United Kingdom: May aims to strengthen negotiating hand with call for June 8 election
Prime Minister Theresa May has called for an early election, hoping to consolidate support behind her as the U.K. Government prepares for two years of Brexit negotiations with the European Union.
The election would be held June 8. May previously said she did not support an early election, but indicated Tuesday she would push for an election to seek popular support for decisions she will make in negotiating the U.K.’s departure from the EU.
“The country is coming together, but Westminster is not,” May said, criticizing the Brexit posture of Labour, the Liberal Democrats and the Scottish National Party.
- May’s push for a snap election requires the support of two-thirds of MPs. Parliament is set to vote on the matter on Wednesday, and approval seems likely given statements of support for an election from Labour and other opposition parties.
- May is betting that voters will give her Conservative party a stronger majority in Parliament, allowing her more room to push for a “hard Brexit,” where the U.K. would leave the European single market and retake control of migration from Europe. A stronger majority could also give May more room to cut deals with the EU on matters such as a transitional “implementation phase” following the U.K.’s break from the EU in the spring of 2019.
- The move is not without risk. A weak showing for the Conservatives could rekindle efforts for a softer break from the EU. Liberal Democrat Leader Tim Farron, for example, called the election a chance for voters to “avoid a disastrous Hard Brexit” and keep the U.K. in the single market. The election could also boost support for the Scottish National Party at a time when it is seeking a second referendum on independence from the U.K.
Background: The U.K. invoked Article 50 of the Lisbon Treaty on March 29, officially signaling the country’s intent to leave the EU. The EU has indicated it will pursue a hard line in Brexit negotiations, signaling the bloc would force the U.K. to accept EU laws and budget fees if the U.K. seeks the kind of implementation phase May has said she supports.
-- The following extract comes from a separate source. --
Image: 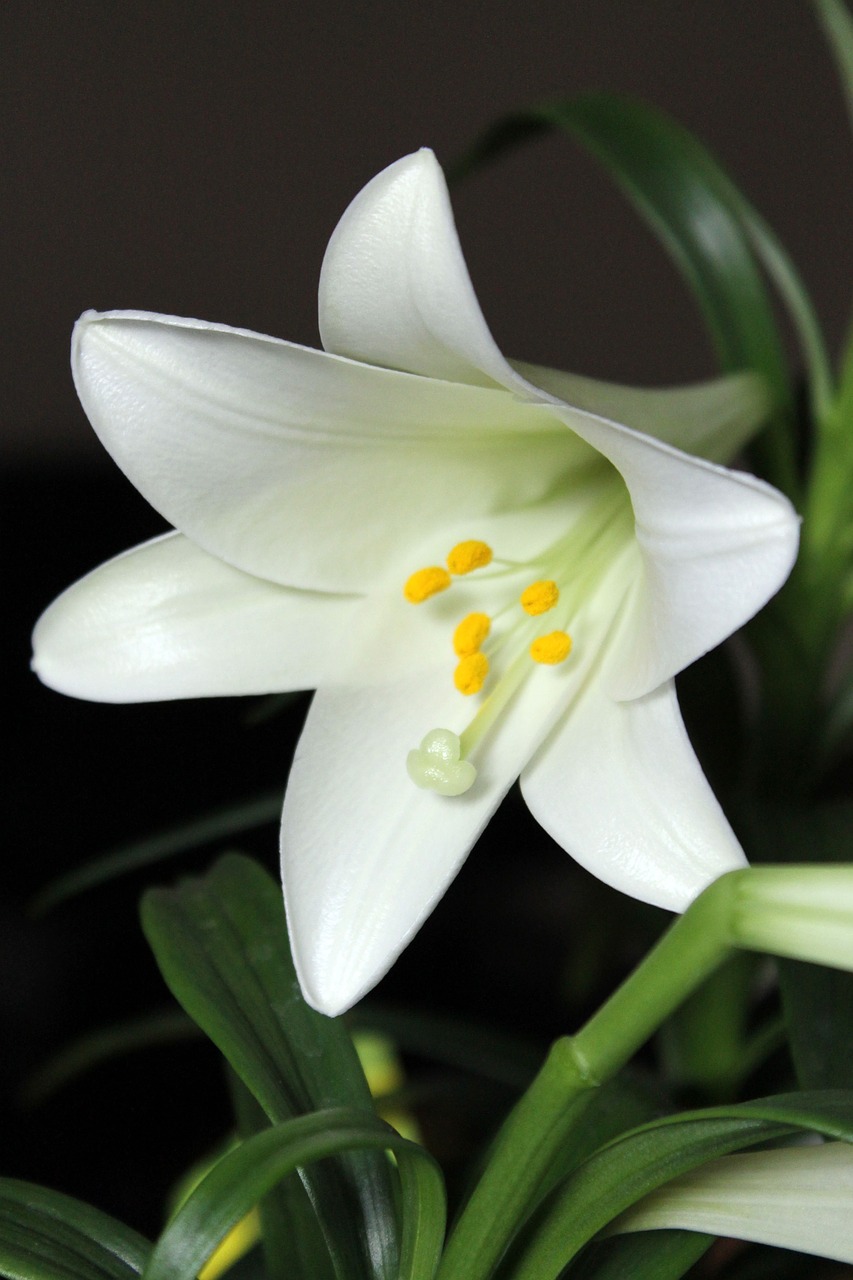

May’s call for an election came just before formal negotiations are set to begin next month.
BAL Analysis: May’s push for a June 8 election carries no immediate immigration consequences. No matter what the election’s outcome, changes to the U.K. and EU’s immigration policies toward each other must be negotiated over the next two years. The election could have significant consequences in terms of the line of negotiating the U.K. will take, but how that will affect post-Brexit U.K.-EU relations is yet to be determined.